A few weeks ago the time had come to build a Three plugin and this is when I realised that using the same context as the current Three one is going to be difficult. Using separate contexts is prohibitively slow due to not being able to share textures between them. When using the same context I realised that Three renderer reset is too nasty for an already-busy environment and can't be used in between draw calls. Three does not provide any way of interacting with low level state like binding textures, but in the worst case scenario I thought I'd just make a plugin that only works with my modified version of Three and add whatever is necessary to the core. (I use it for my game engine running https://bad,city and it was used by a friend of mine for a couple of art exhibitions in London.) Having the text effects working only in my modified version wouldn't be ideal because I wanted to not only use them in my projects but make them available for everyone using any rendering engine.

"What if after the webgl work all the state changes can be restored to where they were?" I thought.

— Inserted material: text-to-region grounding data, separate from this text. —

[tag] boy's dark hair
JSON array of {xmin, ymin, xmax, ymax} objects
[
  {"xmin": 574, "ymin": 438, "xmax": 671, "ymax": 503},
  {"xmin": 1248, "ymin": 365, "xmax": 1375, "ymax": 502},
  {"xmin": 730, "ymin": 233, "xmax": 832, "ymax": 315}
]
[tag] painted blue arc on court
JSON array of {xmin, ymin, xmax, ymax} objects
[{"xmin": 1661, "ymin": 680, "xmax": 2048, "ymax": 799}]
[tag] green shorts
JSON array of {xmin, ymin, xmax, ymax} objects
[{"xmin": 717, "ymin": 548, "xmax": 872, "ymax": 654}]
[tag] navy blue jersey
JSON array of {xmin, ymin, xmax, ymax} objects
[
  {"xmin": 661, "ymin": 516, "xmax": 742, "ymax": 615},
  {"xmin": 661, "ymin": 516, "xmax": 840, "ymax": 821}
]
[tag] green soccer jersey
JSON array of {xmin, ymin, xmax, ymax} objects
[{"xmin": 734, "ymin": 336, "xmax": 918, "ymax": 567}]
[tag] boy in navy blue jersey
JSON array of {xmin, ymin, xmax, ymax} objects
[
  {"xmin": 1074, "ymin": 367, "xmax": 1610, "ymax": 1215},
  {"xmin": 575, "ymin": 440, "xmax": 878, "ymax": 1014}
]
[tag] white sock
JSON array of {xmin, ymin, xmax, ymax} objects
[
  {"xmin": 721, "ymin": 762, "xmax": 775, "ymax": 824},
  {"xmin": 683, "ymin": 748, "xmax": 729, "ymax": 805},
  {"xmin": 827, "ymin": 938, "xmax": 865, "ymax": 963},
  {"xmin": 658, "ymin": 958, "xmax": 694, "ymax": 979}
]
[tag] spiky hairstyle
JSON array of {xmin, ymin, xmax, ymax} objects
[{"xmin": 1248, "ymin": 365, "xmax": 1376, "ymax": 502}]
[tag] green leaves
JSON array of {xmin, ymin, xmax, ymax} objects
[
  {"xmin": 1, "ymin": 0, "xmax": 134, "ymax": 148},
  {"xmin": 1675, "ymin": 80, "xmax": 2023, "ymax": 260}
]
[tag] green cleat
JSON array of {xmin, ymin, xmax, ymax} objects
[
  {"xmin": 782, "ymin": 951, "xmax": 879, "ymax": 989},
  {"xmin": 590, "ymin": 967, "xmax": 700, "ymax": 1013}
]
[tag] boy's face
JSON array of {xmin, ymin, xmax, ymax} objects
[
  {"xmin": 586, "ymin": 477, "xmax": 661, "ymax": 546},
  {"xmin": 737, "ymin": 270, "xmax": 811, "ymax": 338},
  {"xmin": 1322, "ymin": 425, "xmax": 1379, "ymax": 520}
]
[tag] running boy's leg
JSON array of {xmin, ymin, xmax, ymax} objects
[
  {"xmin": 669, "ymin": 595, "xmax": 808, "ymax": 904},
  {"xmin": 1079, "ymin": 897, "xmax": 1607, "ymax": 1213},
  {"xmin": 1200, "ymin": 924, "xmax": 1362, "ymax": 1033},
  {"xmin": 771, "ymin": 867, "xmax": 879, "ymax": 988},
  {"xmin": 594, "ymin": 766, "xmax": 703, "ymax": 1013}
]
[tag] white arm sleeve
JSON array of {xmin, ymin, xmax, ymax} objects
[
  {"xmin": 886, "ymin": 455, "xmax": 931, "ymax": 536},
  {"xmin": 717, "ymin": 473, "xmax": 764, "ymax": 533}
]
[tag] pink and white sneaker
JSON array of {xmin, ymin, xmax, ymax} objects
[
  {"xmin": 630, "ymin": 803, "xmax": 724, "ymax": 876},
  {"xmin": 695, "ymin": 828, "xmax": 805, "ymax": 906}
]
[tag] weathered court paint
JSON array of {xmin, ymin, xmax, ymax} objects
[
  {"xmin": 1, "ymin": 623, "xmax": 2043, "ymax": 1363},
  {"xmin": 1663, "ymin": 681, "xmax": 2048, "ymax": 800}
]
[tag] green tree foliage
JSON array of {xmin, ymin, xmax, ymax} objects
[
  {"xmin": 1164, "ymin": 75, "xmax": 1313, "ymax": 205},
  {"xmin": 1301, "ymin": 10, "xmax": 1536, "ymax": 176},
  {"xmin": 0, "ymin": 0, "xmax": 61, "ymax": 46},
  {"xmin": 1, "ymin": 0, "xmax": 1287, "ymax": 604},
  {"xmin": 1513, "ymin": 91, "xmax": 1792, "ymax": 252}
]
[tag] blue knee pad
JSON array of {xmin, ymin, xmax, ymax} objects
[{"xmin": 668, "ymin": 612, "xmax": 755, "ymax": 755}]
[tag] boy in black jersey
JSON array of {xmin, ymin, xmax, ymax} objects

The regular 2D HTML Canvas has such a functionality with "save" and "restore" functions, but 3D WebGL context doesn't. Having these would be way too complicated. Or would it? So why not: 1. create a snapshot of the WebGL state(not going deep into individual textures or buffers, just all global settings and bindings) 2. Run Fontskin renderer which will alter WebGL state 3. Restore the state from the snapshot

And that's it. Save and restore was born. It also allows having multiple snapshot containers i.e. to create presets. At this point it's well-optimized and saving the snapshot is extremely cheap. Restoring the snapshot is checking the cache so it's not creating any redundant WebGL API calls.

Multistate can be used for interop between multiple WebGL frameworks i.e. Three and Pixi without having to use their nuclear reset functions. It can also be used for more predictable programming with pure WebGL and to debug issues by creating zones of isolation.